Owing to its many advantages, continuous tablet manufacturing is rapidly gaining traction in the pharmaceutical industry. Since the first drug produced using continuous manufacturing technology was approved in 2015, the number of companies worldwide adopting this technology has continued to increase. Pharmaceutical giants such as Pfizer and Merck have incorporated continuous manufacturing into their core strategies. After Pfizer adopted continuous direct compression technology for one of its products, the process development cycle was shortened by 40%, and the amount of active pharmaceutical ingredient (API) used was reduced by 35%.
After GlaxoSmithKline adopted an integrated continuous drying and tableting production line for one of its products, the equipment footprint was reduced by 60%; the use of online monitoring and real-time control reduced the defective rate from 5% to 0.5%, improving quality consistency; the same production line can quickly switch to producing four different tablets, with the switching time reduced to 2 hours (compared to 48 hours traditionally).
What are the biggest obstacles to implementing continuous manufacturing?
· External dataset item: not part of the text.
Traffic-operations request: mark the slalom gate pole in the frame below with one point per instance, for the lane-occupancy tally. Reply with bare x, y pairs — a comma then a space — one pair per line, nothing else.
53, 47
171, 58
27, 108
The main challenges currently faced in continuous manufacturing include:
Most existing conventional equipment is suitable for semi-continuous production, so purchasing equipment in the initial stage will increase costs; continuous manufacturing technology requires a high level of expertise, requiring experts in statistics, process control, etc.; there is currently a lack of equipment specifically designed for continuous manufacturing; there is currently no unified global approval process.
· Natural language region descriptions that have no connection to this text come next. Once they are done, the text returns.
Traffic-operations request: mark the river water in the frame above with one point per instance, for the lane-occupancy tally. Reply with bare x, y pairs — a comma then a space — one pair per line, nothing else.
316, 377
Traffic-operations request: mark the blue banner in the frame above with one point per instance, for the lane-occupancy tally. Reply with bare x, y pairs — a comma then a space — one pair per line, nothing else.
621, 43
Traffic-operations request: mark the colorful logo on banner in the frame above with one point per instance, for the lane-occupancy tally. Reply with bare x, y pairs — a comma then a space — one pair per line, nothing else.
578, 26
While continuous manufacturing of tablets has made rapid progress in the packaging stage (as described above, blister lines have integrated multiple packaging steps into a continuous production line), the stages before packaging, such as mixing, granulation, and tableting, have seen limited technological breakthroughs in constant production; in recent years, direct powder compression technology has developed rapidly; the direct powder compression process eliminates the granulation step, completing tablet production directly through “mixing → tableting”; this simplification of the process can further promote continuous manufacturing of tablets. However, due to numerous limiting factors, most tablet production still requires a granulation step and cannot use direct powder compression; although some equipment manufacturers in the industry have made several breakthroughs, such as connecting mixing and tableting into a continuous production line; connecting mixing-granulation-drying into a continuous production line, etc., the technology is still in its early stages and its application scope is relatively limited; continuous manufacturing technology for tablets, from raw materials to tableting, needs further improvement.
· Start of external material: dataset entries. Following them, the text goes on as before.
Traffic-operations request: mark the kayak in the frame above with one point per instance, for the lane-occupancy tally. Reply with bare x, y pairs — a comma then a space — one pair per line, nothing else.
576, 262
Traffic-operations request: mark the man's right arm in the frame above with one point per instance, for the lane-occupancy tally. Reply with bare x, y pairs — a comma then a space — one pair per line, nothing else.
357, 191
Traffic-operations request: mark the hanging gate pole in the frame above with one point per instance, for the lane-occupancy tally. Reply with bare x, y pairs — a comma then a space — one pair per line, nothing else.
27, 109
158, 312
Continuous manufacturing technology offers high production efficiency, a smaller footprint, superior drug quality, and a shorter cycle from drug research and development to finished product. Interest in continuous manufacturing technology is rapidly increasing in the pharmaceutical industry, and research into this technology is becoming more in-depth. However, due to various constraints, pharmaceutical manufacturing remains primarily batch-based, and very few drugs are produced using continuous manufacturing processes. Further breakthroughs and improvements in related technologies and methods are needed. It is believed that, with joint efforts from personnel in the pharmaceutical and pharmaceutical equipment industries, continuous manufacturing processes will continue to improve, promoting the development of continuous manufacturing technology.